PACE Force Field for Protein Simulations. 2. Folding Simulations of Peptides

We present the application of our recently developed PACE force field to the folding of peptides. These peptides include a-helical (AK17 and Fs), beta-sheet (GB1m2 and Trpzip2), and mixed helical/coil (Trp-cage) peptides. With replica exchange molecular dynamics (REMD), our force field can fold the five peptides into their native structures while maintaining their stabilities reasonably well.

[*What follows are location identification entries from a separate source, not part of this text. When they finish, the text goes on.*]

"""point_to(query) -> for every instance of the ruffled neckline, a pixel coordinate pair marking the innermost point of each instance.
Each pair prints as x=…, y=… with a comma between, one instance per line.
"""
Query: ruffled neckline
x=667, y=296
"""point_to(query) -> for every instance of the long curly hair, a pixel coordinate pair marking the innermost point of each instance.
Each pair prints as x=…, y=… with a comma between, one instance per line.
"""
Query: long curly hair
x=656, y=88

Our force field is also able to capture important thermodynamic features of the five peptides that have been observed in previous experimental and computational studies, such as different preferences for a helix-turn-helix topology for AK17 and Fs, the relative contribution of four hydrophobic side chains of GB1p to the stability of beta-hairpin, and the distinct role of a hydrogen bond involving Trp-H, and a D9/R16 salt bridge in stabilizing the Trp-cage native structure. Furthermore, multiple folding and unfolding events are observed in our microsecond-long normal MD simulations of AK17, Trpzip2, and Trp-cage. These simulations provide mechanistic information such as a zip-out pathway of the folding mechanism of Trpzip2 and the folding times of AK.17 and Trp-cage, which are estimated to be about 51 +/- 43 ns and 270 +/- 110 ns, respectively. A 600 ns simulation of the peptides can be completed within one day. These features of our force field are potentially applicable to the study of thermodynamics and kinetics of real protein systems.